Ao longo da história da filosofia, já foi mil e uma vezes salientada a relação essencial entre o pensamento e a linguagem. Esta não é apenas um mero instrumento que o pensamento usa para se exprimir. Dado que todo o pensamento é sempre já verbal – ou seja, dado que não há um pensamento que exista antes da linguagem –, a linguagem é, dir-se-ia, a “matéria” através da qual o pensamento se corporiza, se constitui.
No decurso da minha formação filosófica, o autor que foi mais determinante na sinalização dessa relação essencial entre o pensamento e linguagem foi o alemão Martin Heidegger. Ao longo de toda a sua obra, essa sinalização é, com efeito, uma constante. Daí que o exercício do pensamento em Heidegger seja, desde logo, um exercício linguístico. Ninguém mais do que ele, no século XX, explorou os limites da língua alemã.
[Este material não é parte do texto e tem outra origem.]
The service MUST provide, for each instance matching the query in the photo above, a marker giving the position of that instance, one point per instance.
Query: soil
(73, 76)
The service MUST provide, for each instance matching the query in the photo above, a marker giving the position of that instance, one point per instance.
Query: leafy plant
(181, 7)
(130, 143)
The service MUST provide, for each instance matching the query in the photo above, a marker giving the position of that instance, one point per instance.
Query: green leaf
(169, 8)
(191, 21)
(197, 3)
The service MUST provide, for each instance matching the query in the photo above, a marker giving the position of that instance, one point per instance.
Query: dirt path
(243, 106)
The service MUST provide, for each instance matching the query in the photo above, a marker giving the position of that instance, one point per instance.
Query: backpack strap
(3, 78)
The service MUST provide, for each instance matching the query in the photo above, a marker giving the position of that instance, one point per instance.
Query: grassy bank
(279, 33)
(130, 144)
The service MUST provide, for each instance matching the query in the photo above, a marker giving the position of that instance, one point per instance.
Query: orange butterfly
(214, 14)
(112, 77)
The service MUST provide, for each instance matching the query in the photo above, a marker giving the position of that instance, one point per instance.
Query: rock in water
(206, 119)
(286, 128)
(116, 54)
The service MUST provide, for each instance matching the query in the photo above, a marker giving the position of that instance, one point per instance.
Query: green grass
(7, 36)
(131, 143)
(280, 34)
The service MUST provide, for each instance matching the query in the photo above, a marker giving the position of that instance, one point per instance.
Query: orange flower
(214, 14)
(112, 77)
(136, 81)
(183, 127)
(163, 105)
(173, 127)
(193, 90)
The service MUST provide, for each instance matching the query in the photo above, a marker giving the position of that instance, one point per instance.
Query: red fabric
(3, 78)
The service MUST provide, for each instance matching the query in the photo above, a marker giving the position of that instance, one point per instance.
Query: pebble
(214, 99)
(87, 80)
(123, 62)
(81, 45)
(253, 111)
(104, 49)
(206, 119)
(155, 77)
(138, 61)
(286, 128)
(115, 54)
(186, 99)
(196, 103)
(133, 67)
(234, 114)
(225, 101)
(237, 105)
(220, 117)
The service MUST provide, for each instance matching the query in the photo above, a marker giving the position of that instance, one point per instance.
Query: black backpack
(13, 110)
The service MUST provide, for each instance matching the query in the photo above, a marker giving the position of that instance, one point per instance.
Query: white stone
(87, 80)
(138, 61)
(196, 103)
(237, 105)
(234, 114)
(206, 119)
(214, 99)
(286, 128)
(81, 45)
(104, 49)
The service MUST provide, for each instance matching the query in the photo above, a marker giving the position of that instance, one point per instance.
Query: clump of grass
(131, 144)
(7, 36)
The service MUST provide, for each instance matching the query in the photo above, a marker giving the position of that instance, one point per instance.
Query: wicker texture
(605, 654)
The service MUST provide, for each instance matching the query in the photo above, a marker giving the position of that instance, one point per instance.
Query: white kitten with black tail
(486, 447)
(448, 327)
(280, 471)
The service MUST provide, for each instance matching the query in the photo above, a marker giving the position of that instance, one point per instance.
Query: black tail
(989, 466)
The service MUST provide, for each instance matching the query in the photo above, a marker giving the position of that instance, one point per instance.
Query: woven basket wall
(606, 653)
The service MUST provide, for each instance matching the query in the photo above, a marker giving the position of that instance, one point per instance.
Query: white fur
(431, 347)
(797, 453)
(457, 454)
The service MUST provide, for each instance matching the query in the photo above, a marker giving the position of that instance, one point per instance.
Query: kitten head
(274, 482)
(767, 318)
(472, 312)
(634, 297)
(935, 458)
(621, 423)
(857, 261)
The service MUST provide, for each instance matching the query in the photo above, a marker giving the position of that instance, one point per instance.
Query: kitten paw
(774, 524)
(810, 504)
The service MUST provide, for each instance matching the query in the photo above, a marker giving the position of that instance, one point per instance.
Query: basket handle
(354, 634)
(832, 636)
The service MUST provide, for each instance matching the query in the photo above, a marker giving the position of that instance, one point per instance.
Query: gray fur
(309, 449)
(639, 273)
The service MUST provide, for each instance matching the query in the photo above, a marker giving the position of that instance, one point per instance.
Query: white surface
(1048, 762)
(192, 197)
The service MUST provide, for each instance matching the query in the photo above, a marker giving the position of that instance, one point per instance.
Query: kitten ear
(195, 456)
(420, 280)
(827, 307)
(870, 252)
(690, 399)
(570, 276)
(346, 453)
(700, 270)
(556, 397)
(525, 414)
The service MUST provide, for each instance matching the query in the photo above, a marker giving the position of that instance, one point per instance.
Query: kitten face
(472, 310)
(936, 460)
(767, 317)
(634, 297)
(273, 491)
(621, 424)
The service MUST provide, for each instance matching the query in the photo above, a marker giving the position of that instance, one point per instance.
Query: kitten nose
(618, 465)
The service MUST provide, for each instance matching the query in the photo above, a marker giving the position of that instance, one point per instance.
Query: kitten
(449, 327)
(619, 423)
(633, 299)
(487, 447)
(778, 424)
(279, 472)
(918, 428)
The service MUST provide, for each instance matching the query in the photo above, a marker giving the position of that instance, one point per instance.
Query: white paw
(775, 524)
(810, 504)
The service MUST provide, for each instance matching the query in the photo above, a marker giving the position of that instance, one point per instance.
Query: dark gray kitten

Sendo eu português, considerei então que o meu futuro filosófico deveria passar por um trabalho análogo com a língua portuguesa. Daí o meu interesse por alguns filósofos que, em Portugal, independentemente das teses defendidas, fizeram com a língua portuguesa um trabalho análogo ao que Heidegger fez com a língua alemã. Independentemente das teses defendidas – que são de facto muito diferentes –, o filósofo português que mais me interessou foi então José Marinho: a meu ver, ninguém mais do que ele, no século XX, explorou os limites da língua portuguesa.
Daí também, tal como em Heidegger, todo o interesse de José Marinho, que acompanhei, para linguagem poética – nomeadamente, pela linguagem poética de Teixeira de Pascoaes, o seu poeta de referência. Daí ainda a sua teorização do conceito de “filosofia situada”, que desenvolveu em vários textos, em diálogo com o seu “irmão espiritual” Álvaro Ribeiro, autor da célebre obra “O Problema da Filosofia Portuguesa” (1943), que muita polémica causou na altura.
Nessa obra, em particular, expõe Álvaro Ribeiro a sua visão da “filosofia portuguesa” e de como esta é expressão (máxima) da própria língua portuguesa – nas suas palavras: “a filosofia só irrompe da sua originalidade quando atinge, pelo vigor e pela autonomia da expressão, e dentro da particularidade de cada idioma, um modo próprio de existência” (p. 11); “Vencer a opacidade do idioma português, dar a expressão dialéctica ao tipo de imaginação e de ideação que nas obras de arte se revela em beleza exuberante, dar transcendência à subjectividade, é – exactamente por virtude da imagem verbal como pela força do raciocínio – desvendar a existência de uma autêntica filosofia nacional.” (pp. 73-74).